Rodrick, who says the issue exploded when the county opened a warming center nearby, describes daily scenes of intoxicated or mentally ill individuals congregating outside the library, where kids and families are just trying to, you know, check out Charlotte’s Web without stepping over someone passed out on the sidewalk. You can practically hear the common sense leaving the room every time a bureaucrat approves one of these feel-good-but-failed policies.
Jon Bon Jovi’s soup kitchen is causing more issues than it’s solving, in the opinion of Toms River Mayor Daniel Rodrick.

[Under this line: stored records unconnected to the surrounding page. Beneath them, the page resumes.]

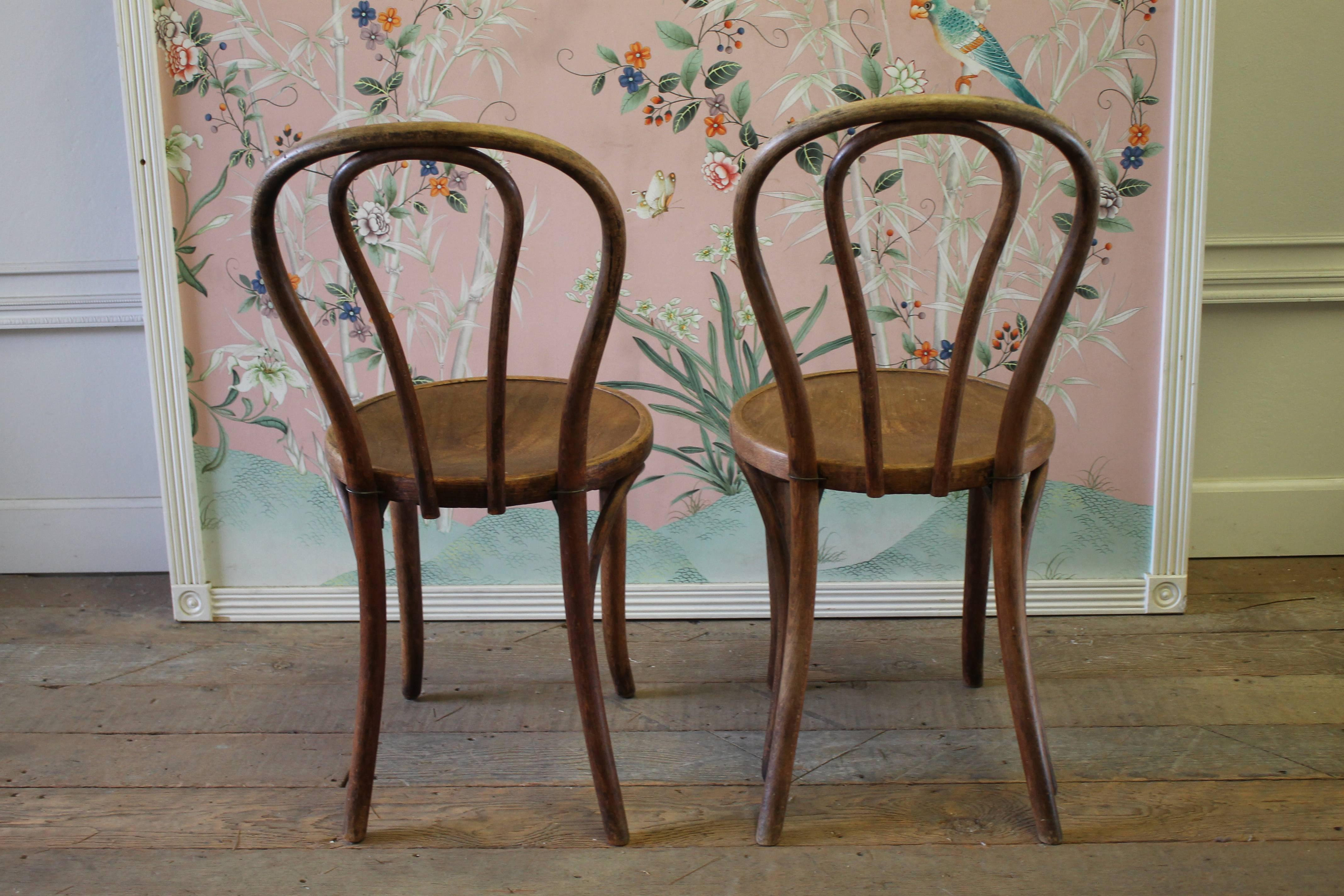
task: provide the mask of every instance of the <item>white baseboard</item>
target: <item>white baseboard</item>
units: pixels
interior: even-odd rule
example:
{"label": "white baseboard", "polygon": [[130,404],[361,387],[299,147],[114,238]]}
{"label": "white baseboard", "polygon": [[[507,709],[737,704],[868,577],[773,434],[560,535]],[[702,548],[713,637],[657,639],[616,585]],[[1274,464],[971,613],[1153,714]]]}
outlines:
{"label": "white baseboard", "polygon": [[[215,622],[343,622],[359,618],[352,587],[220,587],[179,586],[183,621]],[[1184,590],[1181,590],[1184,591]],[[425,618],[563,619],[558,584],[437,586],[425,588]],[[181,603],[183,600],[177,600]],[[204,604],[204,606],[203,606]],[[763,583],[632,584],[626,613],[633,619],[743,619],[769,617]],[[993,613],[993,592],[989,613]],[[1149,613],[1144,579],[1048,579],[1027,586],[1027,611],[1034,615]],[[1171,611],[1160,607],[1157,611]],[[388,598],[388,618],[398,618],[396,596]],[[961,582],[874,582],[817,586],[818,617],[957,617]]]}
{"label": "white baseboard", "polygon": [[157,497],[0,498],[0,572],[168,568]]}
{"label": "white baseboard", "polygon": [[1344,553],[1344,478],[1195,480],[1192,557]]}

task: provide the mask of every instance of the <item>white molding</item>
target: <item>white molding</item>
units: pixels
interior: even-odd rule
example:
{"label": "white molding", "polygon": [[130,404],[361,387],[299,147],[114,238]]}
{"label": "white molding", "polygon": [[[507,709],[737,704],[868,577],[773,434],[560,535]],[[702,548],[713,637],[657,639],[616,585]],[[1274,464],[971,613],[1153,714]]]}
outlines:
{"label": "white molding", "polygon": [[157,510],[159,496],[133,498],[0,498],[0,513],[11,510]]}
{"label": "white molding", "polygon": [[[180,587],[206,583],[206,560],[196,498],[196,462],[183,376],[181,306],[177,292],[164,154],[164,113],[159,82],[152,4],[116,0],[121,97],[126,110],[126,144],[136,242],[144,290],[145,347],[159,450],[168,574]],[[210,600],[203,602],[210,613]],[[177,602],[173,600],[173,613]]]}
{"label": "white molding", "polygon": [[[818,617],[960,617],[961,582],[874,582],[817,584]],[[202,594],[194,590],[194,594]],[[632,619],[769,618],[770,594],[763,583],[632,584],[626,587]],[[1184,594],[1184,590],[1183,590]],[[563,619],[558,584],[427,586],[426,619]],[[220,587],[208,590],[220,622],[343,622],[359,619],[353,587]],[[1043,579],[1027,583],[1027,611],[1034,615],[1145,613],[1142,579]],[[993,590],[989,613],[993,613]],[[179,607],[175,603],[175,611]],[[390,619],[398,618],[395,592]],[[181,617],[179,617],[181,618]]]}
{"label": "white molding", "polygon": [[[1154,595],[1161,590],[1161,603],[1175,606],[1183,604],[1189,555],[1215,5],[1215,0],[1176,5],[1153,552],[1145,576],[1154,583]],[[1163,583],[1177,588],[1175,602],[1169,588],[1161,588]],[[1145,610],[1157,610],[1154,603],[1156,599],[1145,600]]]}
{"label": "white molding", "polygon": [[[1176,89],[1171,102],[1171,189],[1149,571],[1144,579],[1133,580],[1032,582],[1028,594],[1032,613],[1156,613],[1179,611],[1183,606],[1203,287],[1214,7],[1215,0],[1188,0],[1176,5]],[[116,0],[116,8],[175,617],[355,619],[353,588],[211,588],[206,583],[195,458],[180,367],[181,312],[151,4]],[[180,606],[187,595],[196,602],[188,598],[190,607]],[[630,586],[629,603],[634,617],[763,615],[766,591],[763,584]],[[960,606],[960,583],[823,583],[817,595],[818,615],[956,615]],[[542,618],[559,613],[559,586],[427,587],[425,607],[431,618]]]}

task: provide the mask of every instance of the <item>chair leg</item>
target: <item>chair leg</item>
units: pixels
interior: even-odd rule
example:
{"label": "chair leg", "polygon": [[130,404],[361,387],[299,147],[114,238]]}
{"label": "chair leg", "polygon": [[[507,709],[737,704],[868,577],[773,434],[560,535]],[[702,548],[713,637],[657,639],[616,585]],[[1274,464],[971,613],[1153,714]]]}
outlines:
{"label": "chair leg", "polygon": [[966,508],[966,570],[961,595],[961,680],[985,682],[985,602],[989,596],[989,488],[970,489]]}
{"label": "chair leg", "polygon": [[593,629],[593,578],[589,564],[587,500],[583,493],[555,498],[560,517],[560,579],[564,583],[564,623],[570,638],[570,665],[578,692],[579,719],[587,744],[589,767],[597,789],[606,842],[624,846],[630,842],[621,801],[621,780],[612,755],[612,736],[606,727],[602,703],[602,674],[598,669],[597,639]]}
{"label": "chair leg", "polygon": [[378,731],[383,716],[383,673],[387,664],[387,571],[383,564],[383,509],[372,494],[343,501],[359,578],[359,695],[355,750],[345,785],[345,840],[358,844],[368,832],[368,803],[378,764]]}
{"label": "chair leg", "polygon": [[[609,500],[602,492],[602,502]],[[616,498],[612,513],[612,535],[602,551],[602,642],[606,646],[606,665],[616,684],[616,693],[634,696],[634,673],[630,672],[630,649],[625,639],[625,500]]]}
{"label": "chair leg", "polygon": [[1027,794],[1036,819],[1036,838],[1043,844],[1058,844],[1062,833],[1050,783],[1050,747],[1046,743],[1046,725],[1036,700],[1036,681],[1027,643],[1027,578],[1023,570],[1019,480],[997,480],[993,485],[993,548],[995,603],[1004,678],[1027,778]]}
{"label": "chair leg", "polygon": [[789,482],[789,614],[784,635],[784,665],[775,682],[775,709],[771,713],[770,760],[766,768],[765,794],[757,817],[757,842],[774,846],[784,830],[789,807],[789,785],[793,780],[793,758],[798,748],[802,724],[802,701],[808,689],[808,665],[812,656],[813,607],[817,596],[817,482]]}
{"label": "chair leg", "polygon": [[402,696],[415,700],[425,680],[425,606],[421,599],[419,509],[413,501],[392,504],[392,548],[396,599],[402,609]]}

Rodrick spoke with Fox News Digital via phone, explaining that the New Jersey city has a homelessness problem that is being exacerbated by Bon Jovi and other… pic.twitter.com/5RPCt4CyJn
— Wake Up NJ New Jersey (@wakeupnj) April 9, 2025
Even more frustrating? Toms River doesn’t even have a licensed shelter of its own, and when a modest 17-bed facility was proposed last year, residents shot it down. That should’ve been a signal that the town isn’t equipped to be a social services hub. But instead of listening, nonprofits, encouraged by celebrity back-patting, started flooding the zone with people the town can’t possibly support.
Bon Jovi and his wife Dorothea responded with a polished PR statement, emphasizing their mission to “end homelessness through real solutions.” But those solutions apparently don’t include respecting local governance or acknowledging when a community says, “Hey, maybe we’re not the best location for your experimental restaurant.” Their foundation might’ve built housing elsewhere, but in Toms River, it looks a lot more like they’re building headlines.
It’s the same pattern we’ve seen over and over with progressive celebrity activism: noble intentions with zero real-world accountability. They come in, throw around some money, slap a halo on their brand, and leave the mess for local officials and residents to clean up. Meanwhile, people like Mayor Rodrick are left trying to balance compassion with public safety—and getting vilified in the process for daring to say the quiet part out loud.
This isn’t about demonizing the homeless or being heartless—it’s about priorities, boundaries, and common sense. You don’t solve homelessness by turning libraries into drop-in centers and hoping good vibes will fill in the gaps. And you definitely don’t fix systemic issues with one pop-up kitchen and a publicist on speed dial.